4. Check in Regularly with Customer Feedback
We can all improve the services we offer, so it’s important to listen to what our customers want and need. In addition to keeping in touch with your employees, it’s important to make sure you’re meeting customer needs as expected.
Having a satisfaction tracking system for successful ticket resolution, such as ones powered by helpdesks like Zendesk or Groove, helps you make sure that your team is providing the needed solutions. And when they do, celebrate their successes!
People are motivated by praise and will learn from what they’ve done well better if you tell it to them.
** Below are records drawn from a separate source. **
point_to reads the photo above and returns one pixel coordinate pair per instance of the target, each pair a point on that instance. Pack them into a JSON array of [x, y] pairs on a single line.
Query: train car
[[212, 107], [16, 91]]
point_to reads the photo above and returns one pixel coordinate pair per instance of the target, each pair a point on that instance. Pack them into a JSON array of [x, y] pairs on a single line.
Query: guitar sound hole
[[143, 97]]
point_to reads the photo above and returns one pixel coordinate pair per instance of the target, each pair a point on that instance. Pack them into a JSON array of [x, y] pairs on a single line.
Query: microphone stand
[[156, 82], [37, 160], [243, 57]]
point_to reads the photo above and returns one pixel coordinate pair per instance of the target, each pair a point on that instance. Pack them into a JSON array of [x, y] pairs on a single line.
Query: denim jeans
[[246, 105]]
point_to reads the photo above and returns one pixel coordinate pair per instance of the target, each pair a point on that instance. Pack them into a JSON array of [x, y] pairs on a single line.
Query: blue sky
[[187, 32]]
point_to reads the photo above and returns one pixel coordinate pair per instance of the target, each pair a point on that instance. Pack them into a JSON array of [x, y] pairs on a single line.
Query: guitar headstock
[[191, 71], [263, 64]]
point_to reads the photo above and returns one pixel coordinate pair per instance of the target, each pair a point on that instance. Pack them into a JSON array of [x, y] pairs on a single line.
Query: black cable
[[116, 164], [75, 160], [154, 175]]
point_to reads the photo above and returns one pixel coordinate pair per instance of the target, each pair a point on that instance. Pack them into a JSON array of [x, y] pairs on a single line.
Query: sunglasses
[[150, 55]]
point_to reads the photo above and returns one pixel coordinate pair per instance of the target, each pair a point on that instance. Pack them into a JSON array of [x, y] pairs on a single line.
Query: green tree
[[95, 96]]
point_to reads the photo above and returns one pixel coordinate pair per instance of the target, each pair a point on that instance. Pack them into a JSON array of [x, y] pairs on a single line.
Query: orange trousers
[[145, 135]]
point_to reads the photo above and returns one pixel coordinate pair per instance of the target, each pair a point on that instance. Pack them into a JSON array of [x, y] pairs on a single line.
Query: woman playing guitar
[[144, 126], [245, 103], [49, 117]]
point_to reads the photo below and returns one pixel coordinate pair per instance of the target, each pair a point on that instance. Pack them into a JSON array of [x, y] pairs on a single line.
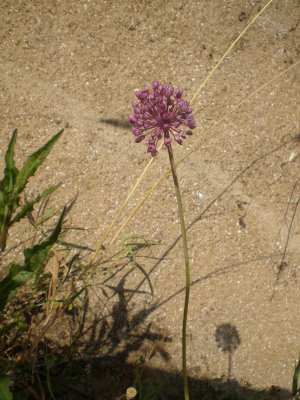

Use successful teams as a teaching example to help everyone in your company improve their performance.
5. Build a Supportive Company Culture
Lastly, a happy team with a sense of direction does the best work.
Make sure your team’s needs are being met, particularly ones who are struggling to meet standards. You may find that the receptionist you hired was never given a copy of the company handbook and has been winging it for the last two weeks, or that your previously buoyant sales rep has been sagging due to problems at home.
Build a culture that’s open enough for you to have conversations with employees about what’s hindering them. Give them a comfortable avenue to approach you or other leaders when there’s a problem. Look for ways to ‘cut the red tape’ so that they can focus extra time and energy on delighting customers.
In companies where your team members wear multiple hats, you can work marvels simply by re-emphasizing the primacy of customer service, then empowering them with the freedom to put it first.
Finally, if you push too hard for quantity over quality (“I want you to help x customers this hour!”), your team may sacrifice the quality of their customer interactions in order to meet your demands. People who aren’t rushing to meet a quantity quota will do a better job the first time around. Overall, you’ll have happier customers and you won’t spend precious time sending someone to fix the mess.
Ultimately, dependability and accuracy in your services result from the systems you have in place to empower your team and keep them focused on the customers. Building up a positive culture and resources for your team will take some time, but will have the longevity and constancy you need to be reliable.